A autarca de Colónia que quer os homens à distância de um braço

É criticada pela gestão do caso das agressões sexuais na passagem de ano na cidade que dirige. Foi alvo de um ataque que lhe poderia ter sido fatal um dia antes de ser eleita

Primeira mulher a dirigir a Câmara de Colónia, Henriette Reker, tornou-se nome de primeira página no início de 2016 pelos piores motivos. A cidade que dirige foi palco de agressões sexuais a mais de uma centena de mulheres na noite da passagem de ano. Agressões protagonizadas, maioritariamente, por estrangeiros: migrantes e refugiados. Num país que, em 2015, recebeu 1,1 milhões de candidatos a pedidos de asilo, os acontecimentos de Colónia suscitaram uma onda de críticas e de receios por novas agressões.

Numa entrevista publicada na quarta-feira no Frankfurter Allgemeine Zeitung, Reker afirmou que o sucedido na passagem de ano "podia ter acontecido em qualquer outra cidade. Não tem nada que ver com Colónia". Para a presidente da câmara, "gerir os problemas com os migrantes e refugiados é uma coisa, gerir a criminalidade é uma outra completamente distinta. Claro que pode haver criminosos entre os refugiados e não se pode passar um cheque em branco a todos eles, mas também não se pode criminalizá-los antecipadamente".

Para Reker, "está fora de questão a rendição" quanto à integração dos refugiados em Colónia e também no resto da Alemanha. Mas os acontecimentos na cidade levaram ao aumento da procura de equipamentos de defesa pessoal e à frequência em larga escala dos cursos de autodefesa. Além de uma vaga de críticas à política de Angela Merkel na questão dos refugiados e outras tantas à presidente da câmara daquela cidade e à polícia local, cujo responsável acabou por se demitir. Mas foi, em particular, uma intervenção pública de Reker dias após o sucedido que irritou muitos alemães, em particular mulheres, pelo modo como se referiu aos graves acontecimentos do final de ano.

As suas declarações numa conferência de imprensa, a 5 de janeiro, sobre a necessidade de manter os homens à distância "de um braço" causaram controvérsia. Com esta sugestão, a presidente da Câmara de Colónia pretendia sugerir um meio de defesa para as mulheres "que não conhecem certos homens ou com os quais não têm uma relação de confiança". A sugestão foi considerada ridícula, referindo algumas mulheres que não seria essa distância que iria impedir agressões ou tentativas de violação. Uma dessas mulheres, Marie von den Benken, escreveu no Twitter que "essa coisa de um braço de distância parece mais uma coisa de um só neurónio no cérebro".

É dado adquirido que o município, a polícia local e até alguns media alemães tentaram camuflar a situação numa conjuntura marcada pela chegada de mais de um milhão de refugiados em 2015.
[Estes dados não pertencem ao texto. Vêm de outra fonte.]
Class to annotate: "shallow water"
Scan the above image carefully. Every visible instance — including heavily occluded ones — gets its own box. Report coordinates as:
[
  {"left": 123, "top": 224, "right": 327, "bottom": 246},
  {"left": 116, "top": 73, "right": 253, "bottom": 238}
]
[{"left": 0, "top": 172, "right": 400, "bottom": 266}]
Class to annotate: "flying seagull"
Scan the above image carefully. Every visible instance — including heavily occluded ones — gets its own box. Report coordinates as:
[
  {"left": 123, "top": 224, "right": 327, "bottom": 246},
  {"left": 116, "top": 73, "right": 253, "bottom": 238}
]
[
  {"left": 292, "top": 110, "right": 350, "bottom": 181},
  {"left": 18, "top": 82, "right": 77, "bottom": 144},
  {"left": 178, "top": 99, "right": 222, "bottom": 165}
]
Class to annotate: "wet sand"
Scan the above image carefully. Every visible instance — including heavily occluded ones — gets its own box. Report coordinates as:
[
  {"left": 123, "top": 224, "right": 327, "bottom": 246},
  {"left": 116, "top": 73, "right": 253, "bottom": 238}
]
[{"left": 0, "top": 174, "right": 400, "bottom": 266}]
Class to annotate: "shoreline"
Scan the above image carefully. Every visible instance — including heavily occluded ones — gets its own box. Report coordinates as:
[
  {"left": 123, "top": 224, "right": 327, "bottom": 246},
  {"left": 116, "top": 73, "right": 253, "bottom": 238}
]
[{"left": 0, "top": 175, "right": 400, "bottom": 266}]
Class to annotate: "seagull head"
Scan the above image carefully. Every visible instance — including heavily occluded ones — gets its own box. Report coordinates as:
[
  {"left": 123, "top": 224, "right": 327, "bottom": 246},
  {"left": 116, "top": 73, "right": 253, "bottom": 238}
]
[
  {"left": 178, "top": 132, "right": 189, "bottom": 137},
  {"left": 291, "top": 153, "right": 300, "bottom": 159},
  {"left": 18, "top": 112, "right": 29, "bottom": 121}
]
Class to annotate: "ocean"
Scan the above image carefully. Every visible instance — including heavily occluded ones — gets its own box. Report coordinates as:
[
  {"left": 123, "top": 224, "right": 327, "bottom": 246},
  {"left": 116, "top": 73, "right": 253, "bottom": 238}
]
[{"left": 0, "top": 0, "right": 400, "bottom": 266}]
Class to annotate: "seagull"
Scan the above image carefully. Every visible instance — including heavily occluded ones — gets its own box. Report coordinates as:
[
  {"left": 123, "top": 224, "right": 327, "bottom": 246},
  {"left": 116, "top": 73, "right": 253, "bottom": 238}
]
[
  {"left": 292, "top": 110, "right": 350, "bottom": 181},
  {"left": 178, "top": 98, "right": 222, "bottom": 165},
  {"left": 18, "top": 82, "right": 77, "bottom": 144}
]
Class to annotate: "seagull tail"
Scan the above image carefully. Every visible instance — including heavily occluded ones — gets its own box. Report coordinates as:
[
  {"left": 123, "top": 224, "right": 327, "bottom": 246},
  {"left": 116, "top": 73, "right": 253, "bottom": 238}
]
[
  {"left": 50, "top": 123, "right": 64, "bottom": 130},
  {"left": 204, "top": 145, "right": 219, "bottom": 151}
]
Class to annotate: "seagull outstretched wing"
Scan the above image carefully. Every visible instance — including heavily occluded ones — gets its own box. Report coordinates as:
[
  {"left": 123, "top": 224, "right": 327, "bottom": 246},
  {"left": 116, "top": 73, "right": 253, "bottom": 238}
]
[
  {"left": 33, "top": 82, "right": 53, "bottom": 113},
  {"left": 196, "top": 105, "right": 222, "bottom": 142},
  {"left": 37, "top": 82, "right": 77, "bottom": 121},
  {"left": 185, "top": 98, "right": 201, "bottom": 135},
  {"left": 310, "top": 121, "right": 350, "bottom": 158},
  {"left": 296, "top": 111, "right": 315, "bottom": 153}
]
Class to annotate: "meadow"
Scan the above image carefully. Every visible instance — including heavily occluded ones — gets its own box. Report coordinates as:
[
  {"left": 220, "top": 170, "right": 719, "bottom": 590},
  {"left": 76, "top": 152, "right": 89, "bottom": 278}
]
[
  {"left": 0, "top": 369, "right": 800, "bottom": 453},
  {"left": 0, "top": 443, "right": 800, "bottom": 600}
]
Ambos estão a tentar corrigir essa linha de ação, os media divulgando agora números sobre a criminalidade envolvendo imigrantes naturais do Norte de África e do Médio Oriente, e as autoridades anunciando o reforço do policiamento em acontecimentos públicos. Por exemplo, para as festividades do Carnaval, no próximo mês. O Carnaval da cidade atrai mais de um milhão de pessoas num ambiente de grande animação.

Sem ligações partidárias

Reker nasceu a 9 de dezembro de 1956 em Colónia, numa família com antigas ligações aos sociais--democratas do SPD na região de Colónia. Estudou Direito em Colónia, Ratisbona e Göttingen, entre 1976 e 1986. A partir de 2000, foi conselheira para as questões sociais, saúde e consumo em Gelsenkirchen, funções que desempenhou até 2010, ano em que se fixou em Colónia, onde, sob proposta dos Verdes, assumiu as questões dos assuntos sociais, ambiente e integração de emigrantes no executivo deste município. Nesta capacidade, Reker defendeu a integração dos refugiados e a construção de habitações para eles. Desde que chegou a Colónia tem sido uma ativa porta-voz contra a discriminação dos estrangeiros.

Sem ligações partidárias e eleita por uma coligação, que ia dos Verdes/Aliança 90 (que propuseram a candidatura) aos liberais do FDP e à CDU, Reker foi alvo de uma tentativa de assassínio a 17 de outubro de 2015 por um neonazi em protesto pela sua política de apoio aos migrantes e refugiados. O agressor, um operário da construção civil no desemprego, visou o pescoço num golpe que poderia ter sido fatal, se desferido em profundidade.

Nas eleições do dia seguinte, Reker derrotou o social-democrata Jochen Ott, com 52,6% dos votos. Iniciou funções a 15 de dezembro de 2015, e a primeira crise que teve de gerir foi precisamente o caso das agressões na passagem de ano.

Reker segue a Igreja Evangélica alemã e é casada com o australiano Perry Somers, de 55 anos, treinador de golfe.